The result discussed in Quanta has to do with a particular class of polynomials called cyclotomic polynomials. These are polynomials, with integer coefficients, that are irreducible (meaning they cannot be factored), whose roots, on the complex plane, all lie on the unit circle (a circle centered at the origin with a radius of 1). There are an infinite number of such polynomials and there is a formula for producing them. It is striking that all of the roots of all such polynomials lie on this circle. The Quanta article discusses the proof of a conjecture about the relationship between the roots of these cyclotomic polynomials and non-cyclotomic polynomials.

In 1965, Andrzej Schinzel and Hans Zassenhaus predicted that the geometry of the roots of cyclotomic and non-cyclotomic polynomials differs in a very specific way. Take any non-cyclotomic polynomial whose first coefficient is 1 and graph its roots. Some may fall inside the unit circle, others right on it, and still others outside it. Schinzel and Zassenhaus predicted that every non-cyclotomic polynomial must have at least one root that’s outside the unit circle and at least some minimum distance away.

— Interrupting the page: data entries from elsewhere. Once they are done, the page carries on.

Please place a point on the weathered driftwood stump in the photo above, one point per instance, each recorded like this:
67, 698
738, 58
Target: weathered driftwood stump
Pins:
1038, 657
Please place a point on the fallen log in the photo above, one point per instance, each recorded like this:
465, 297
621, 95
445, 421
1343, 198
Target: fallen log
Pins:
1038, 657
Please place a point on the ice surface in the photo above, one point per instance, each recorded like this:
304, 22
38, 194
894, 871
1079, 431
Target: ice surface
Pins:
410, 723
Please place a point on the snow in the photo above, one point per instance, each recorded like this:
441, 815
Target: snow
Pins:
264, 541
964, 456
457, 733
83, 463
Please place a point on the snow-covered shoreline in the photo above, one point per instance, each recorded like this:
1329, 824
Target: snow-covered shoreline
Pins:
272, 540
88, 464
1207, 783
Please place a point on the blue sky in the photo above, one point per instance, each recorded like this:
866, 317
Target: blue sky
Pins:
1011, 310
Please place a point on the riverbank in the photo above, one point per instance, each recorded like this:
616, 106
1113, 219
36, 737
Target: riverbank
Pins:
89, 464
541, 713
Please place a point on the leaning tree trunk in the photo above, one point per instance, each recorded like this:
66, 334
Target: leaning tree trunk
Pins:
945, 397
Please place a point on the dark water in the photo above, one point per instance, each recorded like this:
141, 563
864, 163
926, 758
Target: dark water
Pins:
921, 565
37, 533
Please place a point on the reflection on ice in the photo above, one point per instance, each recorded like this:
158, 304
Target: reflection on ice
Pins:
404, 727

Or, to put the Schinzel-Zassenhaus conjecture in terms of repulsion, it predicted that the smallest roots of a non-cyclotomic polynomial — which might fall within the unit circle — effectively push other roots outside the unit circle, like magnets pushing each other away.

The minimum distance was expected to depend on the degree of the polynomial, specifically it was conjectured to be some constant number divided by the degree of the polynomial (or the power of the leading term). Dimitrov proved that this minimum distance is, in fact, (log2)/4d, where d is the degree of the polynomial. Log2 is a constant, and while the discussion allows for the possibility that the result could, perhaps, be tweaked to be something like (log3)/ 5d, the fact was established that the distance does depend on the quotient of a constant and a multiple of the degree of the polynomial.

One might say that these observations are just observations of the distance between numbers. But it’s more than that. These distances are produced by the numbers themselves, by their interaction in the polynomials. It is not unusual for mathematicians to talk about the ‘behavior’ of mathematical things – the behavior of solutions or, in this case, the behavior of roots. Is it a metaphor, or does this language emerge from an intuition about what a number really is? I suspect the latter is true. Numbers appear to be the names we have given to the elements of things we collect, or the duration of events. But within mathematics they have undergone a significant evolution, forcing us to examine other things, like the notion of a continuum, or the effects of an imaginary unit. Their geometric interpretation opened up whole new worlds of mathematical events. I bring the repulsion principle to your attention to make the point that the nature of mathematical things is just not very clear, and I am convinced mathematics doesn’t belong to us. Don’t misunderstand. I am meaning to be neither romantic nor mystical about these things. I mean to see something more clearly. A correction to our view of mathematics will bring with it a correction to our view of the physical world.